I actually have two jobs at my school. I teach two classes per term in English and/or 20th century literature. I love love love this part of my job. While the students aren't always in love with what I do, I can normally turn them around. I've been teaching at this school since I finished my thesis in graduate school, about two years. The other half of my job (up until a week ago) was Lead Instructor, basically the manager of the department. The department consists of all of the instructors involved in the non-culinary aspects of the school. Since we hire only adjuncts, we vary between 6-12 instructors, depending on the term. This part of the job can be stressful because the school has problems, which I am trying to fix, as best as I can. I've had this half of my job for almost a year.
This job makes me feel, at times, like I am divided by two. I wear two hats, have two duties, and they take up a lot of my time. Over the couple of years, while I have tried to leave this job for a real professor job, it's become clear to me that those jobs don't exist anymore. Not for profit and for profit schools alike both hire only adjunct instructors and I don't think I can live term to term like that, what with my exorbitant school loans and my not-so-exorbitant mortgage. When I was an adjunct, I had to work retail, and I just don't see myself doing that anymore.
Now here's the cool/scary part. My bosses (president of the school, et al) gave me a huge promotion last week. (They like me, they really like me.) They are now calling me Department Chair, which means that I will teach less (1 class a term instead of 2) and administrate more. I'll be more involved in the education initiatives of the school and the nature of the education we provide. So, I'll be in a better position to fix the problems we have. That's cool and I'm really happy that happened.
So now, I have these two careers. My education career as a future administrator and my writing career as a poet/teacher. One is really doing well and one is not. Unfortunately, I really like being an administrator but I am passionate about being a poet/teacher.
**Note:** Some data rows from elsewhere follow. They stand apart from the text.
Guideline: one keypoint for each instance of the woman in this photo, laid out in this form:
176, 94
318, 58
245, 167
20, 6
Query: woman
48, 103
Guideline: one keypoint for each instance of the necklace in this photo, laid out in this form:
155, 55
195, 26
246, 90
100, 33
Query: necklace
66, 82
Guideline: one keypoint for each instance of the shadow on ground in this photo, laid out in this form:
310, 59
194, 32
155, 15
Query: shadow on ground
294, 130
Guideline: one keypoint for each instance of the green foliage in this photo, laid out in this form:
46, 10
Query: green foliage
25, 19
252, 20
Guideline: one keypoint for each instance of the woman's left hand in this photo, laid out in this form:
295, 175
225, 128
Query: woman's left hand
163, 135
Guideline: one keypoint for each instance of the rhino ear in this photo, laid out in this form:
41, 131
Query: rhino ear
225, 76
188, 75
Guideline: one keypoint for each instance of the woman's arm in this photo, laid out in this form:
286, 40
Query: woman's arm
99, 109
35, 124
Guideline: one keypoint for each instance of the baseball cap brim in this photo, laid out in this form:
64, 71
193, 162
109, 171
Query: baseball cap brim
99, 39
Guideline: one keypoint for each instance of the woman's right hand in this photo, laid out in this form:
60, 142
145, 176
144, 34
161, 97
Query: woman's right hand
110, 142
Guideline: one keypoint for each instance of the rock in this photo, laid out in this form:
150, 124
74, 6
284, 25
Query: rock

With the education and training that I have, this is as I high as I can go. If I had to leave this school and go somewhere else, I would need to work myself up from the bottom again, because most schools require a master's degree in education (not poetry) for administrative jobs.
Here's my conflict. I should/could start up school again. There are several schools around me which offer Ed.d programs (doctorates in education) that would allow me to progress higher as an administrator, later in life. The programs take 5-7 years to complete, taking one class a term. My school will pay for my education, because they are dedicated to personal growth, so I can do this for free.
But by doing this, am I saying goodbye to being a poet? Am I admitting to myself that writing is fun and my passion, but ultimately not rewarding? I always knew that by dedicating myself to poetry, I am dedicating myself to a life of rejection letters, low salaries, and anonymity. While I have always known that I am never going to be a Mary Oliver or Adrienne Rich, I did fancy for myself a small teaching/writing career. With undertaking a new degree, I would be slicing into my very precious, very scarce writing time and turning it into homework time. I know it would be beneficial for my career and I know it would make me happy, but it's not poetry.
I know this seems silly, but I am stressing so much about this because most of the Ed.d programs in my city start every two years, in odd numbered years. In other words, I need to apply now-ish in order to start school in 9 months. Or I need to wait two years, which wouldn't be the end of the world.
I know most poets don't work in the academic world. Dana Gioia was the VP of General Foods before he was the chair of the NEA. Wallace Stevens spent his whole life being the Vice President of an insurance company. So there are 9 to 5 models out there. But can I truly be one of them, when life starts creeping in?
2 Comments:
......hello there neighbor....i agree.....why can't it always be as your photo shows?......i'm a twin city guy too.
thanks for stoppin' by, oberon. i was hoping someone out there would agree with me... and I'm glad it happened so fast. :) ask and ye shall receive, i guess.